Until this ruling, UK legislation had been interpreted as requiring only payment of basic pay during the 4 weeks’ EU-derived statutory holiday entitlement, with no requirement to include commission that a worker would normally generate when working and no need to reflect bonuses or overtime pay (save where overtime is guaranteed and compulsory).
The Working Time Directive requires pay for holiday but leaves it up to member states to specify how to calculate the pay. However, in Lock, the ECJ ruled that this must represent ‘normal’ pay and include all elements of pay which are “intrinsically linked” to the performance of the tasks which the worker is required to carry out under their contract.
Then in November 2014 the UK Employment Appeal Tribunal (in Fulton v Bear Scotland) decided that (i) the UK regulations could be interpreted to comply with the EU ruling, thereby applying it against private as well as state employers, and (ii) that overtime pay must also be reflected in statutory holiday pay, at least where the worker is contractually required to perform it if offered and where it is worked regularly. On the upside, the EAT limited the scope for claims for back pay (which it was feared might be capable of going back 6 years or longer), by deciding that a gap of 3 months without an underpayment breaks a ‘series of deductions’ (thereby limiting claims as they must be brought within 3 months of the end of each series). It was widely considered that this novel approach was unlikely to survive challenge. However, the UK Government has now taken steps to reduce the potential exposure to historic liabilities, imposing a two-year limit on claims for retrospective holiday pay, in force from July 2015.
The EAT left open whether the calculation of holiday pay should also include purely voluntary overtime pay if regularly worked, although there are strong arguments that it should. Similar issues may arise over some bonuses. There is also uncertainty as to the appropriate period over which to average the pay and further cases are expected.
German law provides for holiday pay to be calculated using the worker’s average remuneration over the 13 weeks prior to the holiday. German case law had already established that average remuneration should include compensation for commission which cannot be earned due to the worker taking holiday.
However, German law provides expressly that overtime work is not to be included in the calculation of average remuneration. Instead, German employees are entitled to be paid for the number of overtime hours which would have been worked had they not been on holiday, based on the level of overtime their colleagues worked during that holiday period. The failure to reflect averaged overtime pay could therefore be challenged as contrary to EU law, although this would require a reference to the ECJ and employers are likely to be protected from claims for periods predating the release of the ECJ’s judgment in May 2014.

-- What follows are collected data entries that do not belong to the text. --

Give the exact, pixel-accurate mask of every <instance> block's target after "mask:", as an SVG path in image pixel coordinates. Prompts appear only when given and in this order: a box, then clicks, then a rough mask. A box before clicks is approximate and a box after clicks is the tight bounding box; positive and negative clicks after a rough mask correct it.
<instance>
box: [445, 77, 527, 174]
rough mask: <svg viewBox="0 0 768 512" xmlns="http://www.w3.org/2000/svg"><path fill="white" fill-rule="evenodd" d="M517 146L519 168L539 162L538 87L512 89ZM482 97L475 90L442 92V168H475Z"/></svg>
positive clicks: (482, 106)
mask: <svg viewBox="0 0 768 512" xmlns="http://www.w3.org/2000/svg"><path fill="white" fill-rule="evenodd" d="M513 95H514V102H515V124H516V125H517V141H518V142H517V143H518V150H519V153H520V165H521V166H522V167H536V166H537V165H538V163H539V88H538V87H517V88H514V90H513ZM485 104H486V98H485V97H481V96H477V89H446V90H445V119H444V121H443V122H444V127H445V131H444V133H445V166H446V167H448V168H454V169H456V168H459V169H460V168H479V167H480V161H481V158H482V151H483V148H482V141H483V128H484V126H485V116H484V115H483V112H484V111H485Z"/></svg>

In relation to bonuses, those paid monthly are included in the calculation of holiday pay, but annual bonuses are not, even where based on individual targets. There is a potential to claim that employees are disadvantaged by taking holiday if taking fewer holidays would give them the opportunity to perform better and achieve a higher bonus.
The ECJ ruling in Lock was considered in a recent Spanish National High Court ruling (Audiencia Nacional Resolution 17 September 2014). As a result, it ruled that the Spanish requirement to pay average remuneration for holiday must include variable remuneration averaged over 12 months (such as commission) and all remuneration for ordinary working time (meaning night working time, holiday working time, Sunday working time, and part-time allowance). There have not been any legal challenges seeking to include other types of payment – as yet.
In contrast, French law already expressly provides for holiday pay to take into account commission, performance bonus and overtime payments. In France holiday pay must be calculated using the more favourable of two methods: (i) a tenth of the total remuneration received by the worker in the reference holiday year, including all remuneration paid for the work undertaken (including overtime payments, commission and performance bonuses), or more favourable provisions applicable under a collective bargaining agreement; or (ii) the remuneration the employee would have received had he not been on holiday for the period. So French law has not been affected by the ECJ ruling.
Actions for employers
UK employers should assess their potential liability for back-pay and consider steps to reduce risk. They may also need to revise their future holiday pay strategy and potentially consider changes to work or remuneration structure to reduce overtime and/or restructure commission and bonus plans. For example, target based bonus rules could provide that only a period of time excluding the holiday entitlement will be taken into account in assessing achievement of targets, regardless of how many days are worked.
Similarly, employers in Germany and Spain may wish to review their potential liabilities in relation to overtime pay and annual performance bonuses.